AKC already detects real repositories, resolves native toolchains, and can generate authoritative execution workspaces when the runtime plugin, repo signals, and materializer support line up. Built-in runtime plugins exist for typescript_node, python_fastapi, go, rust, and java, with external manifests as the extension path.

The limiting factor is not "whether AKC knows other languages exist"; it is whether the repo can justify a safe authoritative materialization for the detected project under the configured policies. In practice that means detected language alignment, required native validation commands, repo anchors, and materializer authority all have to pass before AKC treats the workspace as authoritative. Policy can explicitly allow a runtime/language override, but that does not waive the other readiness gates.

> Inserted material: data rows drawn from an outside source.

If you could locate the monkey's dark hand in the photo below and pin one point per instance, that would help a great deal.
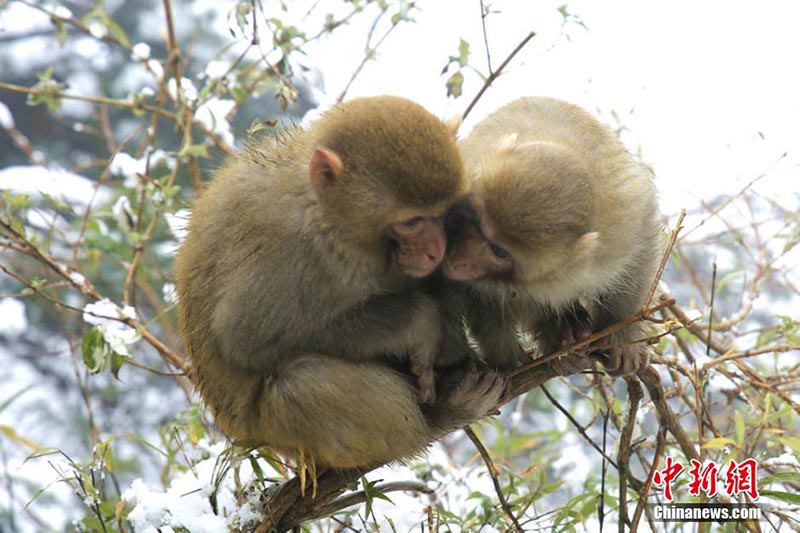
(565, 327)
(627, 353)
(467, 393)
(426, 379)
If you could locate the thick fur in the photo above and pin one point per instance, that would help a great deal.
(577, 213)
(297, 329)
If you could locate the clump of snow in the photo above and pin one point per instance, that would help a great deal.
(186, 504)
(129, 167)
(77, 278)
(787, 458)
(216, 68)
(694, 315)
(98, 30)
(721, 382)
(213, 115)
(117, 334)
(59, 11)
(169, 293)
(66, 186)
(6, 118)
(140, 52)
(122, 213)
(187, 87)
(13, 320)
(156, 68)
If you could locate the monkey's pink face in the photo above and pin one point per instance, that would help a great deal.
(473, 256)
(420, 246)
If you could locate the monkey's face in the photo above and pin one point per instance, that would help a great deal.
(473, 253)
(417, 245)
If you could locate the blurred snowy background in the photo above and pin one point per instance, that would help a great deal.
(704, 92)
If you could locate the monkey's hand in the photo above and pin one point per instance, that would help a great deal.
(627, 353)
(563, 327)
(467, 394)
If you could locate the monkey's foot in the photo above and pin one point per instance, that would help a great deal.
(625, 360)
(561, 330)
(572, 363)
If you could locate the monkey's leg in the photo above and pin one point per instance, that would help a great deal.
(626, 354)
(341, 413)
(395, 325)
(555, 329)
(495, 330)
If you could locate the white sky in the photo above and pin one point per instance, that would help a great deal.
(696, 83)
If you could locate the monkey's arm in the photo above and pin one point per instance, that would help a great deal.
(395, 326)
(340, 413)
(495, 330)
(625, 355)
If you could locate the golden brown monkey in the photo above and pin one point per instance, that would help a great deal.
(299, 288)
(560, 236)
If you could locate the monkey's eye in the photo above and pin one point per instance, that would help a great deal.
(412, 221)
(499, 252)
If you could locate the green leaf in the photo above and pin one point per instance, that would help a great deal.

4. Read-only surfaces stay read-only

viewer/, fleet, and mcp_serve/ are intentionally separate from execution and mutation surfaces. The repo is explicit about trust boundaries here; inspection, indexing, and operator dashboards are not hidden mutation paths.

Current architecture in one sentence

The repo is best understood as:

ingest -> knowledge/memory -> intent/IR -> compile -> outputs/run -> runtime/living -> control/delivery/viewer

That is the actual center of gravity of src/akc/, and it matches the high-level architecture in akc-vision.md more closely than the repo name or individual commands alone might suggest.

Evidence pointers

Use these as the quickest checks against the stronger claims above.

Area Evidence
Emerging golden path tests/integration/test_emerging_profile_one_command_flow.py
Scoped apply and compile attestation tests/integration/test_compile_scoped_apply_realization.py
Compile -> runtime live mutation gate tests/integration/test_compile_runtime_live_mutation_gate.py
Compile -> runtime handoff tests/integration/test_compile_runtime_handoff.py
Existing-codebase native toolchains tests/integration/test_existing_codebase_toolchain.py, tests/unit/test_toolchain_resolver.py, tests/unit/test_execution_workspace.py
Coordination emission and kernel handoff tests/integration/test_compile_coordination_emit_phase4.py, tests/integration/test_coordination_handoff_kernel.py, tests/integration/test_coordination_plan_v1_v2_parity.py
Runtime operational attestation tests/integration/test_runtime_operational_attestation.py, tests/integration/test_verify_operational_coupling.py
Living recompile tests/integration/test_runtime_living_recompile_bridge.py, tests/unit/test_living_safe_recompile.py, tests/unit/test_recompile_triggers_operational.py
Autopilot budgets and single-writer behavior tests/integration/test_runtime_autopilot_phase_e.py, tests/integration/test_runtime_autopilot_lease_single_writer.py, tests/unit/test_runtime_autopilot_controller.py
Delivery and infrastructure synthesis tests/integration/test_delivery_plan_compile_pipeline.py, tests/integration/test_infrastructure_synthesis_pipeline.py, tests/unit/test_cli_provision.py
Control-plane policy lifecycle tests/integration/test_control_policy_bundle_lifecycle.py, tests/unit/test_control_policy.py
Operator gateway tests/unit/test_control_bot_subsystem.py, tests/unit/test_control_bot_ingress_auth.py, tests/unit/test_control_bot_outbound_adapters.py

Bottom line

The vision statement is directionally right, but the accurate present-tense description is:

AKC is a policy-gated, artifact-first compiler/runtime/control stack for real repositories, with living and operator workflows already implemented, but with explicit boundaries around safe mutation, rollout, and provisioning.